Suara.com - Menteri Dalam Negeri Tjahjo Kumolo menemui Ombudsman Republik Indonesia (ORI) terkait putusan tidak menonaktifkan gubernur petahana DKI Jakarta, Basuki Tjahaja Purnama atau Ahok. Tjahjo menegaskan tidak merasa salah dengan keputusannya itu.
Ahok didakwa dengan dakwaan alternatif, yakni Pasal 156a KUHP dan Pasal 156 KUHP tentang penodaan Agama. Adapun ancamannya paling lama lima Tahun. Sementara, Pasal 83 ayat (1) Undang-undang Pemerintah Daerah Nomor 23 Tahun 2014 sesorang Kepala daerah langsung diberhentikan jika didakwa paling kecil 5 tahun.
"Lihat saja nanti. Saya masih berpegang apa yang saya putuskan sesuai UU Pemda dan dakwaan. Itu mengangap benar," katanya di Gedung Ombudsman, Jalan Rasuna Said, Jakarta Selatan, Kamis (16/2/2017).
Meski begitu, saat ini dirinya sudah meminta fatwa dari Mahkamah Agung tentang status Ahok yang saat ini sudah aktif kembali menjadi Gubernur DKI Jakarta. Karenanya, dia mengatakan, apa yang dilakukannya belum final. Dia juga menegaskan, bahwa kasus yang menjerat Ahok belum dituntut apa lagi diputuskan.

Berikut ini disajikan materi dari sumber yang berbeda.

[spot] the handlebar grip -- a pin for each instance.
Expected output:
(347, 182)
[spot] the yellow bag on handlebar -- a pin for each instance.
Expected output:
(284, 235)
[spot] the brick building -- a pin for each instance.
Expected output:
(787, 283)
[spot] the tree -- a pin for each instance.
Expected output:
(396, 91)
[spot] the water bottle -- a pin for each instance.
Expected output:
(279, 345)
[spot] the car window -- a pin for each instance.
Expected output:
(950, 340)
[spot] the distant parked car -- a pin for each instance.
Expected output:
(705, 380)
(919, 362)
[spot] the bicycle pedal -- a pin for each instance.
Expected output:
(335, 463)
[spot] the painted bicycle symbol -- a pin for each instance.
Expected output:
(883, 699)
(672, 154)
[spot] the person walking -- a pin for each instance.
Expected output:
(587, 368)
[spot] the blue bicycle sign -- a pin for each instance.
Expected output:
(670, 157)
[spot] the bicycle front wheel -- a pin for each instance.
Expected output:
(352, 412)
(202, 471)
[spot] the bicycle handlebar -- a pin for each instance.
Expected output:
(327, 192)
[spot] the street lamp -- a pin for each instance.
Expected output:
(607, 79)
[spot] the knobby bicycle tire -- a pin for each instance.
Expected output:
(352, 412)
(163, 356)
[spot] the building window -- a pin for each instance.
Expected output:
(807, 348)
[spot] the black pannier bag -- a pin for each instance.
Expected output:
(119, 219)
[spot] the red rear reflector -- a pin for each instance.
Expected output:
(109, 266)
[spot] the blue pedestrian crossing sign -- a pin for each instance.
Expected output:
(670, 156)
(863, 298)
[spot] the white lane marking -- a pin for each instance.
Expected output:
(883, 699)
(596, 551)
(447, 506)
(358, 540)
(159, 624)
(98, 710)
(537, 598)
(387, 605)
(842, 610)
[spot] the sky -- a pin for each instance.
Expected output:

Baca Juga: Putaran Kedua Ahok vs Anies, PKB Merapat ke Mana?
"Ini belum diputuskan loh, apakah diberhentikan sementara atu tidak. Saya hanya menunggu tuntutan yang final berapa. Menunggu fatwa MA juga," katanya.
Kader PDI yang sudah duduk dalam Kabinet Kerja Jokowi tersebut pun mengatakan bahwa apa yang dilakukannya berdasarkan pengalaman yang telah diterapkannya pada pihak lain. Kata dia, saat itu dirinya tidak memberhentikan seorang kepala daerah di Propinsi Gorontalo, karena hanya dituntut 4 tahun penjara.
"Saya harus adil. Itu di Gorontalo menang Pilkada," katanya.
Mengenai fatwa MA, dia mengaku tidak punya hak untuk memaksanya.
"Saya tidak berhak memaksa MA. MA sendiri mengatakan itu urusan Kemendagri. Fatwa kan tidak mungkin diobral. Itu kata beliau di media. Saya tidak berhak mengomentari," kata Tjahjo.
Baca Juga: Mendagri Enggan Tanggapi Usul Hak Angket "Ahok Gate"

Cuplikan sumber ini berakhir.